(552a) Large Eddy Simulation of Axial Pulverized Coal Flames in O2/CO2 Environments

Oxy-coal combustion, in which an O2/CO2 mixture replaces air, is one of the few possible capture technologies to enable CO2 sequestration for existing coal-fired boilers. Burning coal with relatively pure oxygen, together with recycled flue gases, can produce a highly concentrated (up to 95% CO2) flue gas stream, which makes carbon sequestration more economical. One issue of interest in rapidly implementing a strategy to retrofit existing air-fired burners is to understand how replacing air by a O2/CO2 mixture affects the kinetics, aerodynamics and flame ignition in the near burner region.

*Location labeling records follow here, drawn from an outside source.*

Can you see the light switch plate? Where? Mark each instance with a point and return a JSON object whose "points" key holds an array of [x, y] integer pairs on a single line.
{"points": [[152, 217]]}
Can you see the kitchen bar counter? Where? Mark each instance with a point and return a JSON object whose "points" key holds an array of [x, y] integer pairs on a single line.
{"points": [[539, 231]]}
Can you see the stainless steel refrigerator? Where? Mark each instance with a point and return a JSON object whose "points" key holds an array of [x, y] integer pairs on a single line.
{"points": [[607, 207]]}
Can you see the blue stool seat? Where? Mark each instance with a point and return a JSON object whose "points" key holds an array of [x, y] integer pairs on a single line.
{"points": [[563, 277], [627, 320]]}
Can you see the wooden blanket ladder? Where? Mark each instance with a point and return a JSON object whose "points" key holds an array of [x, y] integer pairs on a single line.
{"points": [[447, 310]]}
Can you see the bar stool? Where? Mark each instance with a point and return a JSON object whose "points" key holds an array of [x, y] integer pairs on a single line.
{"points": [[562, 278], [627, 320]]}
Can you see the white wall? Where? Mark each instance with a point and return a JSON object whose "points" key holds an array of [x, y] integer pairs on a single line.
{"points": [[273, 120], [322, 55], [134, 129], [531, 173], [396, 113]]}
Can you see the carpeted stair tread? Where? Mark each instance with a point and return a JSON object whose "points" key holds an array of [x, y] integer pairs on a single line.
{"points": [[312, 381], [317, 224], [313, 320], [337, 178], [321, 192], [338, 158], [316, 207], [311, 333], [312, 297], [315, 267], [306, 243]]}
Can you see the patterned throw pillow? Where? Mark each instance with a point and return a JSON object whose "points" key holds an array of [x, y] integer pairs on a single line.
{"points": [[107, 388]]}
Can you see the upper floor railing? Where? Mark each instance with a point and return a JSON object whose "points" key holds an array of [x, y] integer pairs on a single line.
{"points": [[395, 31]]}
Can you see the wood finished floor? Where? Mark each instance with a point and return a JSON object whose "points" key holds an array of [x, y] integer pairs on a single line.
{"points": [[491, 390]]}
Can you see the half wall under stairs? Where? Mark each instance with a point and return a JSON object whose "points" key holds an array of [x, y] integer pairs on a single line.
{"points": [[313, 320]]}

This study presents Large Eddy Simulations (LES) potential to predict oxy-coal flame characteristics and to be an important tool in the retrofitting process. In a turbulent coal flame, accurate predictions of the particle size and velocity distributions are critical for predicting the flame characteristics. Stokes number analyses suggest that LES has the capabilities to resolve all the turbulent length scales affecting coal particles in a coal flame, and could therefore lead to more accurate simulations. The Direct Quadrature Method of Moments was used to track the particle phase in an Eulerian framework. Simulations results show predictions of both the gaseous and solid phase dynamics and kinetics. The effect of partial pressure of oxygen on flame stand-off distance was investigated.